ETA is the wider idea of buying and running one business, while a search fund is a common way to fund that plan with investors. In a search fund, investors back a searcher in two stages: search capital first, then acquisition capital after a target is found.
How much search capital do people raise in the UK?
In the traditional search fund model described by Buzzacott, search capital often sits around £200k to £500k. It usually covers the searcher’s salary and the costs of finding and checking a target business during the search period, before the bigger acquisition funding is raised.
How long does the search phase usually take?
Buzzacott describes a typical search phase of 1 to 2 years in the traditional model. That time is used to source targets, build owner trust, narrow the shortlist, sign an LOI, and get ready for a faster close once diligence starts.
What types of businesses fit ETA best?
The common ETA target is a stable small or medium-sized business with loyal customers and steady cash flows. These firms are often under the radar and may be owned by someone nearing retirement who needs a succession plan, which makes a handover to a new operator realistic.
What does due diligence cover in ETA deals?

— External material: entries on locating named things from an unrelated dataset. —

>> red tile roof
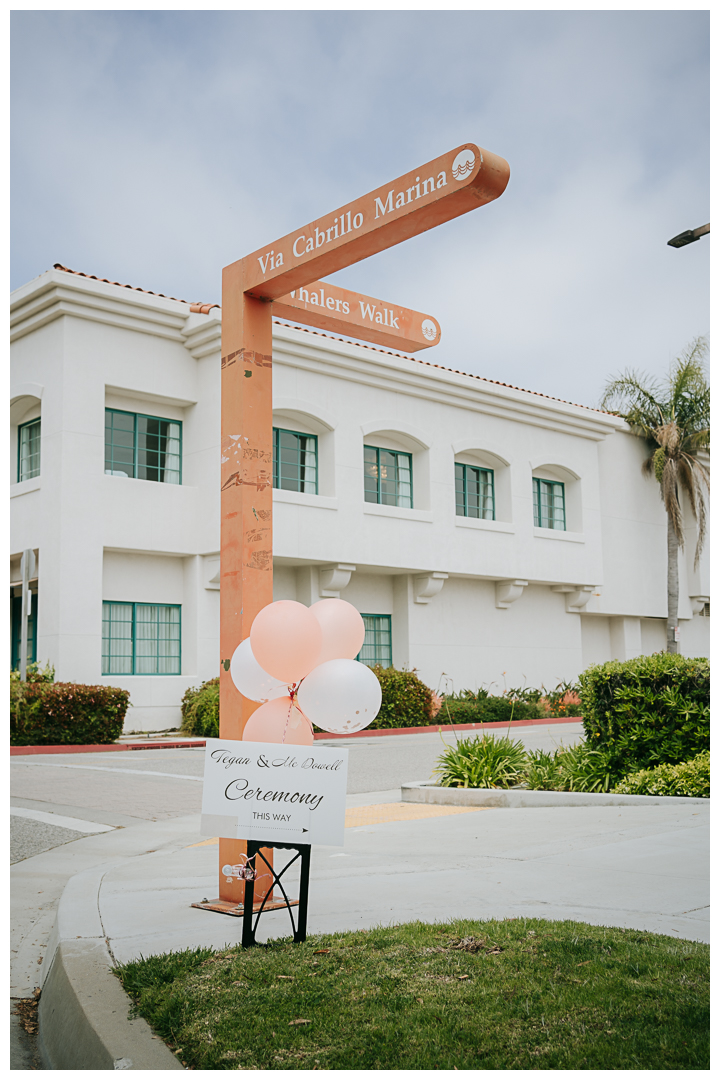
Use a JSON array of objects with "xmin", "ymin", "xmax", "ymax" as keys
[
  {"xmin": 273, "ymin": 319, "xmax": 604, "ymax": 413},
  {"xmin": 53, "ymin": 262, "xmax": 220, "ymax": 315},
  {"xmin": 47, "ymin": 262, "xmax": 604, "ymax": 413}
]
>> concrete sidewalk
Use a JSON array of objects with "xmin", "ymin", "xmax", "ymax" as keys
[{"xmin": 35, "ymin": 789, "xmax": 709, "ymax": 1069}]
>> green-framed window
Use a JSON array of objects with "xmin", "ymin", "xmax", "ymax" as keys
[
  {"xmin": 365, "ymin": 446, "xmax": 412, "ymax": 507},
  {"xmin": 10, "ymin": 589, "xmax": 38, "ymax": 671},
  {"xmin": 357, "ymin": 615, "xmax": 393, "ymax": 667},
  {"xmin": 456, "ymin": 461, "xmax": 495, "ymax": 522},
  {"xmin": 17, "ymin": 417, "xmax": 40, "ymax": 484},
  {"xmin": 272, "ymin": 428, "xmax": 317, "ymax": 495},
  {"xmin": 103, "ymin": 600, "xmax": 180, "ymax": 675},
  {"xmin": 105, "ymin": 408, "xmax": 182, "ymax": 484},
  {"xmin": 532, "ymin": 477, "xmax": 566, "ymax": 530}
]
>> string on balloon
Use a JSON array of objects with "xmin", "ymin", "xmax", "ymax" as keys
[{"xmin": 282, "ymin": 679, "xmax": 315, "ymax": 742}]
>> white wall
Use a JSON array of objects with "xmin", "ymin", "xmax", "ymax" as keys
[{"xmin": 11, "ymin": 265, "xmax": 709, "ymax": 730}]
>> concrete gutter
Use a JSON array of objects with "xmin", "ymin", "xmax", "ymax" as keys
[
  {"xmin": 400, "ymin": 780, "xmax": 709, "ymax": 810},
  {"xmin": 38, "ymin": 860, "xmax": 184, "ymax": 1070}
]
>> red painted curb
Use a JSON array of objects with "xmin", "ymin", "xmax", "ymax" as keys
[
  {"xmin": 10, "ymin": 716, "xmax": 582, "ymax": 756},
  {"xmin": 10, "ymin": 739, "xmax": 205, "ymax": 756},
  {"xmin": 315, "ymin": 716, "xmax": 583, "ymax": 739}
]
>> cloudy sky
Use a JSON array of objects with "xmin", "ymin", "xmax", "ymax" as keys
[{"xmin": 12, "ymin": 11, "xmax": 710, "ymax": 405}]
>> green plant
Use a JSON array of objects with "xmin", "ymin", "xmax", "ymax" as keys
[
  {"xmin": 370, "ymin": 664, "xmax": 441, "ymax": 728},
  {"xmin": 433, "ymin": 734, "xmax": 526, "ymax": 787},
  {"xmin": 600, "ymin": 337, "xmax": 710, "ymax": 653},
  {"xmin": 525, "ymin": 742, "xmax": 613, "ymax": 792},
  {"xmin": 613, "ymin": 751, "xmax": 710, "ymax": 799},
  {"xmin": 114, "ymin": 917, "xmax": 709, "ymax": 1075},
  {"xmin": 437, "ymin": 694, "xmax": 547, "ymax": 724},
  {"xmin": 180, "ymin": 676, "xmax": 220, "ymax": 739},
  {"xmin": 525, "ymin": 750, "xmax": 562, "ymax": 792},
  {"xmin": 10, "ymin": 660, "xmax": 55, "ymax": 684},
  {"xmin": 543, "ymin": 683, "xmax": 582, "ymax": 716},
  {"xmin": 580, "ymin": 652, "xmax": 710, "ymax": 777},
  {"xmin": 10, "ymin": 679, "xmax": 130, "ymax": 746}
]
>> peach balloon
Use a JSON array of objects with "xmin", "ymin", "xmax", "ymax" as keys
[
  {"xmin": 250, "ymin": 600, "xmax": 323, "ymax": 686},
  {"xmin": 310, "ymin": 599, "xmax": 365, "ymax": 667},
  {"xmin": 243, "ymin": 696, "xmax": 313, "ymax": 746}
]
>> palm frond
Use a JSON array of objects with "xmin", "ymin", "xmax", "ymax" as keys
[
  {"xmin": 678, "ymin": 454, "xmax": 710, "ymax": 569},
  {"xmin": 600, "ymin": 370, "xmax": 667, "ymax": 438},
  {"xmin": 661, "ymin": 458, "xmax": 685, "ymax": 548}
]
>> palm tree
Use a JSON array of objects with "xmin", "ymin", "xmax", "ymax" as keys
[{"xmin": 600, "ymin": 337, "xmax": 710, "ymax": 652}]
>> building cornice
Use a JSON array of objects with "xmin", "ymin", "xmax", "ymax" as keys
[{"xmin": 10, "ymin": 270, "xmax": 194, "ymax": 345}]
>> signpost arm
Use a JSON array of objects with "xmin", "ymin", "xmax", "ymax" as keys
[{"xmin": 219, "ymin": 272, "xmax": 272, "ymax": 904}]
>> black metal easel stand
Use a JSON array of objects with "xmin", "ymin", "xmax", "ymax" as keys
[{"xmin": 243, "ymin": 840, "xmax": 311, "ymax": 948}]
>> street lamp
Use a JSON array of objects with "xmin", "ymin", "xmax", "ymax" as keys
[{"xmin": 667, "ymin": 221, "xmax": 710, "ymax": 247}]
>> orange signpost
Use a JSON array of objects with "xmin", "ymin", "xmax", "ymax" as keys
[
  {"xmin": 272, "ymin": 281, "xmax": 440, "ymax": 352},
  {"xmin": 211, "ymin": 143, "xmax": 510, "ymax": 914}
]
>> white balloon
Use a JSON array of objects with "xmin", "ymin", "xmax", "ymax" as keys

Due diligence checks that the business is real in numbers and in day-to-day operations. Buyers normally review financial records, customer and supplier contracts, staff terms, and tax position after an LOI is agreed. Shopify notes detailed financial review often runs 45 to 90 days before completion.
How do ETA deals get financed?
ETA deals often mix equity from investors with debt from lenders, and sometimes seller support like a vendor loan or a retained minority stake. Buzzacott notes lenders in the UK have become more active, which can create competitive debt terms and reduce reliance on seller loans in some deals.
What do investors look for in a search fund pitch?
Investors look for a credible operator and a clear plan. They want target criteria, a sourcing plan, a timeline, and a risk plan for diligence and governance. INSEAD notes supportive investors and a strong board matter, especially for first-time CEOs taking over as owner-operators.
Is ETA growing in the UK?
UK interest has been rising, with advisers and lenders reporting more enquiries and a growing pipeline of work. Business Leader reports strong activity in the South East and increasing traction in major business hubs across the UK, alongside more commercial lending support for these deals.